Gregory Coupet, comment allez-vous depuis samedi soir ?
G.C. : Ca va très très bien. J'ai eu beaucoup de chance d'être pris en charge très rapidement par le docteur Rolland qui, sur le terrain, a remis la cheville. C'est le geste qui fait que je suis bien aujourd'hui. J'ai tout entendu, je n'ai pas été dans le brouillard, sur la civière j'étais bien et on a passé la nuit ensemble avec lui. Depuis que ça s'est passé, je suis sur un rythme effréné et je vais peut-être avoir un petit coup de mou en rentrant. Je sais où je vais et j'ai eu des soutiens de tout le monde. Même de certains de mes amis espagnols et de la Fédération française ! Je suis dans une certaine euphorie.
Vous ne songez donc pas à arrêter votre carrière ?
G.C. : Sur le coup, j'ai pensé que ça se terminait peut-être là, mais non finalement, pas du tout ! J'ai six semaines sans poser le pied par terre et ensuite il y aura la rééducation. Par contre, les images sont choquantes. Quand je les ai revues, je n'avais pas vu que c'était un truc aussi fou. Je n'ai pas ressenti de douleur particulière mais j'ai surtout eu peur quand j'ai vu ma cheville. Là, je suis au taquet. Je sais de quoi je souffre et il n'y a rien de réellement grave.
Craignez-vous que votre successeur Edel ne prenne votre place ?
G.C. : Mais il doit me prendre ma place ! Le wagon est là, et il doit monter dedans. C'est le jeu, je le lui ai dit. Je lui souhaite de réussir et je ne suis pas inquiet. Le PSG aura une cage bien gardée. C'est un mec très humble, adorable. Après être entré samedi, il a montré son aisance et des capacités au-delà de la moyenne. Avec Nicolas Dehon (l'entraîneur des gardiens), on fait un travail fabuleux et le clan des gardiens a emmagasiné de la confiance. Il a une puissance et une sérénité phénoménales.
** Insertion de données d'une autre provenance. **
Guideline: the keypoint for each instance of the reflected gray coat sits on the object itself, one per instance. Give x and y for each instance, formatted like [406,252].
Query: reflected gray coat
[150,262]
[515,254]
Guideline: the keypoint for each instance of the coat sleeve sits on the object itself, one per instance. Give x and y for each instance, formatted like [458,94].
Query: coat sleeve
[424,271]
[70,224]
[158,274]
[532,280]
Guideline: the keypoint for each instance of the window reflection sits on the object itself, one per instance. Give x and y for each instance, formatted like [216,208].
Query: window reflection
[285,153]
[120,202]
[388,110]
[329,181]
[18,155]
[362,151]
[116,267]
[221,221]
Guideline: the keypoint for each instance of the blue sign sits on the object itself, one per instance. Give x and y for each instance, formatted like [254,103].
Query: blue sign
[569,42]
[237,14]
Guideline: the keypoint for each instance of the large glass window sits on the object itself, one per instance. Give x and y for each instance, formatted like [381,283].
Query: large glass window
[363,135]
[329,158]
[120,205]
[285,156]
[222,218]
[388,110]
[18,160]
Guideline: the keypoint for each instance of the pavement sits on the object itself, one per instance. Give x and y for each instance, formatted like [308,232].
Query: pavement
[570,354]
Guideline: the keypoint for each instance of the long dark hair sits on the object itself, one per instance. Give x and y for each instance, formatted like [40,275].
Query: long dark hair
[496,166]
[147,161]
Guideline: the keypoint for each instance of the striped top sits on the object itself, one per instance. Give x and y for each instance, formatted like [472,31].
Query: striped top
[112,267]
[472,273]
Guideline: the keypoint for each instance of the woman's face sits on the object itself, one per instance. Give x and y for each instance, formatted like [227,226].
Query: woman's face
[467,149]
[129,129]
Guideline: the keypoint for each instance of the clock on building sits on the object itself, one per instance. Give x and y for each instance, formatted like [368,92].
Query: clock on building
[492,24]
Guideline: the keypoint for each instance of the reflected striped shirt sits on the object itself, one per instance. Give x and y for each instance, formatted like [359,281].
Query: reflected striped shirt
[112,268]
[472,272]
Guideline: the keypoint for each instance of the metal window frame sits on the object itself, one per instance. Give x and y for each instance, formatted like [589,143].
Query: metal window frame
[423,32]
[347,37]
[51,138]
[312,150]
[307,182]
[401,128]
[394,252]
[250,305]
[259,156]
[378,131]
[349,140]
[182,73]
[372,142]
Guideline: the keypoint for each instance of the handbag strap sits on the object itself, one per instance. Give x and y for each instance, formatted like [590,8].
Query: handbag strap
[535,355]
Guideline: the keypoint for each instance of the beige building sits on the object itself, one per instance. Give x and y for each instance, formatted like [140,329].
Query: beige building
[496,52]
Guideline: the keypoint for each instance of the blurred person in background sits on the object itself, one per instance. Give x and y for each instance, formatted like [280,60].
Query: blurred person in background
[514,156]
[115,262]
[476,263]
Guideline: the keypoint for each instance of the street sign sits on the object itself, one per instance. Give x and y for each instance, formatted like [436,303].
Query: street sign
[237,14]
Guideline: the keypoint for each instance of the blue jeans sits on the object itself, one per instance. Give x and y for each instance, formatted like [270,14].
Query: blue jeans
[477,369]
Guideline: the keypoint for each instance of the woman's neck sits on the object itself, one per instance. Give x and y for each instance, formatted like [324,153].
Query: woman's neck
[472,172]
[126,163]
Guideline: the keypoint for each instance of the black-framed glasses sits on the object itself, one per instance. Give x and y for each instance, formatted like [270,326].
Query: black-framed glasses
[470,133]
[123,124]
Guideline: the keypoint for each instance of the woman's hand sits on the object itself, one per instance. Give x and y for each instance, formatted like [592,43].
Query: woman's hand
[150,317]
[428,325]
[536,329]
Quelle influence votre blessure peut-elle avoir sur l'équipe ?
G.C. : C'était un défi pour moi d'être là aujourd'hui. Je ne voulais pas lâcher les joueurs. Il vaut mieux que ça arrive à moi qu'à un jeune de 20 ans ! J'ai l'expérience de ce genre de blessures. Je vais rester ici pour être en contact avec eux. J'espère que l'équipe ne sera pas déstabilisée mais qu'au contraire cela va plutôt la galvaniser. Il n'y a pas que moi cette saison avec les blessures d'Erding, d'Hoarau et l'affaire Makelele. A force de s'arc-bouter, il va naître quelque chose dans le groupe. C'est peut-être un mal pour un bien.